Evaluation infrastructure for agent products.
Use it to wrap the real workflow your users run, record what happened, verify the result, turn feedback into replay data, compare variants, and ship only when the evidence improves.
product task
-> observe state
-> validate with deterministic gates first
-> act through the real product adapter
-> trace + feedback trajectory
-> replay / optimize / release gateagent-eval does not own product state, credentials, UI, storage, model
routing, browser drivers, sandbox policy, or deployment. Products own those.
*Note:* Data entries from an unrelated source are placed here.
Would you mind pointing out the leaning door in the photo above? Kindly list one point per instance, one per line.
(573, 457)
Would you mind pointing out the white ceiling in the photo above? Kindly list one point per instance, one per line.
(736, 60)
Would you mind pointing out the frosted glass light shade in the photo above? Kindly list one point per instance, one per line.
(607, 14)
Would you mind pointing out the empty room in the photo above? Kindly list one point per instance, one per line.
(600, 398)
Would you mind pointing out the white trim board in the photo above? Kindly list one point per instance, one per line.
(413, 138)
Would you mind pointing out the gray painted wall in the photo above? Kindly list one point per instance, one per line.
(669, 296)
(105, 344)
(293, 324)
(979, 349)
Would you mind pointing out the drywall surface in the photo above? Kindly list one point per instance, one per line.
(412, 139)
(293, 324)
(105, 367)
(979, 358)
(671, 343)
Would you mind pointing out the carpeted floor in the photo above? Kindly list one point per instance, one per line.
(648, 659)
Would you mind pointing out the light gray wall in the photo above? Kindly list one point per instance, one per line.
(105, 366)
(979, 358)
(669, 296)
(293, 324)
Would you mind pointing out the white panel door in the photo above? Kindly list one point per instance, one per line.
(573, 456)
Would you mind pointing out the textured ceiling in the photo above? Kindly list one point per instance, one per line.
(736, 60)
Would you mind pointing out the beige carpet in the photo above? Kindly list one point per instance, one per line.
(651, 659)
This package owns eval contracts, loop mechanics, traces, statistics,
optimization inputs, and release evidence.
pnpm add @tangle-network/agent-evalimport {
objectiveEval,
runAgentControlLoop,
} from '@tangle-network/agent-eval/control'
const result = await runAgentControlLoop({
intent: task.prompt,
budget: { maxSteps: 8, maxWallMs: 180_000, maxCostUsd: 2 },
observe() {
return product.readState(task.id)
},
validate({ state }) {
return [
objectiveEval({
id: 'build-passes',
passed: state.build.exitCode === 0,
severity: 'critical',
metadata: state.build,
}),
objectiveEval({
id: 'preview-serves',
passed: state.preview.httpStatus === 200,
severity: 'critical',
}),
]
},
decide({ evals }) {
const failed = evals.filter((e) => !e.passed)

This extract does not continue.